From last two years experience (2020, 2021 Hashcode), we had several thoughts regarding in-contest strategies.

• We agreed not to try implementing local checker if problem is complicated. Last year, I had a painful hour implementing simulation code, which we had to reimplement in C++ anyway. Implementing checker and script in python allows us for fine-tuning the solution, especially ‘magic constants’. However in 4 hour contests, we thought coming up with meaningful idea is much more significant to overall result.
• Dlwocks31 will try writing ‘template code’ with bare minimum baseline greedy, on which we can try different ideas and compare to.
• For the first hour or so, while Dlwocks31 writes baseline code, other 3 will analyze the data for any insight.
• Although we met in person, we planned to use git for sharing code, google docs for writing down what we found from data, slack for sharing quick memos.

About the problem

Problem Statement

• Projects and Employees are given.
• Employees have set of (skill, skill_level) pair
• Projects have set of roles, which is also (skill, skill_level) pair
• For employee to participate in project, employee must fill one and only one role in project
• If all roles are filled, project is started. Project gets finished in some days, which then some score is given.
• Our goal is to get highest score as possible, by finishing projects.
• Projects have best before date, which project value starts to diminish after that date.

Learning and Mentoring

• If employee has skill level $x$ and he fills role which requires level $x$, employee learns and his skill gets a level-up.
• Employee can do one level higher than his level, if another employee can mentor him. In this case mentee gets a level-up.

General Strategy

It looks obvious that ‘if same task can be done, learning/mentoring gives additional bonus’. For example, consider a project ‘A’ requiring level 2 C++ and level 3 Python. Employee X has level 1 C++ and level 3 python, while employee Y has level 2 C++ and level 2 python.

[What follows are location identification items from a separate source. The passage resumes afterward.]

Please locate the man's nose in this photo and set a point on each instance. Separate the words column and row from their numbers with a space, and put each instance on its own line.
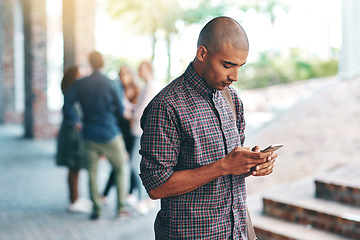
column 234, row 74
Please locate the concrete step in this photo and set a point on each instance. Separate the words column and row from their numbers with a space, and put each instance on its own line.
column 296, row 203
column 268, row 228
column 341, row 185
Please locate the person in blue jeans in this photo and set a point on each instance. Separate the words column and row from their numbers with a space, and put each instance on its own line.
column 101, row 102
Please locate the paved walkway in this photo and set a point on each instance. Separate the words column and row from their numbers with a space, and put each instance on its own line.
column 320, row 132
column 33, row 197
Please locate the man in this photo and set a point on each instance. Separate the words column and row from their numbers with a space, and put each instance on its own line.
column 100, row 100
column 191, row 147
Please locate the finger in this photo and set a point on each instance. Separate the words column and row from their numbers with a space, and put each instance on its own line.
column 256, row 149
column 265, row 169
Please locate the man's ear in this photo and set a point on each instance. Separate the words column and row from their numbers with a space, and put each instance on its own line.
column 201, row 53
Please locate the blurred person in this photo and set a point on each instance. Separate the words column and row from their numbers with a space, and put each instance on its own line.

• If X does Python and Y does C++, project can be done.
• If X does C++ (with mentoring of Y) and Y does Python (with mentoring of X), not only project can be done, but both employee get a levelup for their roles. This additional levelup can open some new possibilities in the future without harm.

In contest timeline

000 - 060 min : Understanding problems and data

After short period of time parsing the problem statement, as we discussed before contest, Dlwocks31 started implementing boilerplate code. Baseline is built with following strategy.

• We wanted the projects with short best-before date to be done first, since their score will decay in the future. We noticed that there is no ‘fixed time limit’ to do any projects, so projects with very late best before day can be postponed.
• Greedily, we will simulate the time-series of events. For each $t$, we will try to allocate some employees to some project, prioritizing the project with shorter best before date.
• For some reason, Dlwocks31 had initial idea to simulate as

  For each person, if he is not working on something
  Try allocating him to some role in some project
    If the project is full (good to go), start the project
  

  Now we think that more obvious way is to simulate as ‘for each project, try allocate people’ order. But here nobody actually noticed this.

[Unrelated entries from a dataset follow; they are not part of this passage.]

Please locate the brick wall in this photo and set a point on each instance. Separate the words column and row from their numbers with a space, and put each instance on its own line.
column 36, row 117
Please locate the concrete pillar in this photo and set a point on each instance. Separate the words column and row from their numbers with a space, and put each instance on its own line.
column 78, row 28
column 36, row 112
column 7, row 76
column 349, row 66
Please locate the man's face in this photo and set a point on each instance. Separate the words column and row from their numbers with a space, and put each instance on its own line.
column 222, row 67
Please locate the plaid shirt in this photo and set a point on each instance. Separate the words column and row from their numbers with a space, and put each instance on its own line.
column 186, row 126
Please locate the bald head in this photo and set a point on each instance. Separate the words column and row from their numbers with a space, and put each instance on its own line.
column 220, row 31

While he worked on the code, we started to analyze data. We tried to print ‘score distributions of each tasks’ and something similar.

Our first submission resulted in {B : 7950, D : 741} with completing only one or two projects completed :(

060 - 120 min : Greedy simulation

We noticed several insights.

• Without learning or mentoring, task very much looks like a bipartite match (or max-flow) problem. I tried to work on this reduction for quite a long time, but it seemed nontrivial and I wasn’t sure if we can additionally implement learning/mentoring in the flow-like solution.
• There must be some cases where without mentoring, later projects cannot be done. If these projects are more valuable, learning can actually be crucial.

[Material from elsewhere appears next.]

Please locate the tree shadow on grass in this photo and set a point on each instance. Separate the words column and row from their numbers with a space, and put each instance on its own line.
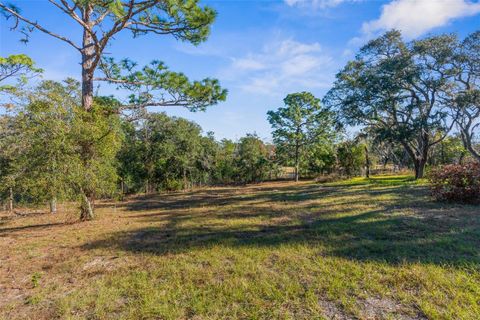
column 405, row 226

After first submission, I took the code and fixed the loop-order issue. Here I made a horrible mistake, storing roles {skill, level} as key-value pair in std::map<string, int> for each project. This only works if for each project, one skill is required only once - that means, if a project requires “level 2 C++, level 1 python, level 3 C++” my code will not notice this and fail.

At this time I had no idea about this, and for about 40 minutes I tried to fix the greedy strat. At about 120 minutes, we were able to get 33K for both D and E, with 0.4 M for B. (Total score about 0.5M)

120 - 160 min : Implementing Learning

DHDroid managed to solve the implementation issue, with learning implemented (but not mentoring).

Our greedy solution finally was successful, with 1.6 M for case E. (Total score about 2.4M)

At 60min, we took a glance at leaderboard and found out that the team Past Glory achieved 2.4M score in an hour. This worked as some implicit milestone for us. (“Yes we know that past glory is a world-class team, it is kinda sad if we cannot reach their first-hour score in 4h…”) And our score right before scoreboard freeze was about 2.4M.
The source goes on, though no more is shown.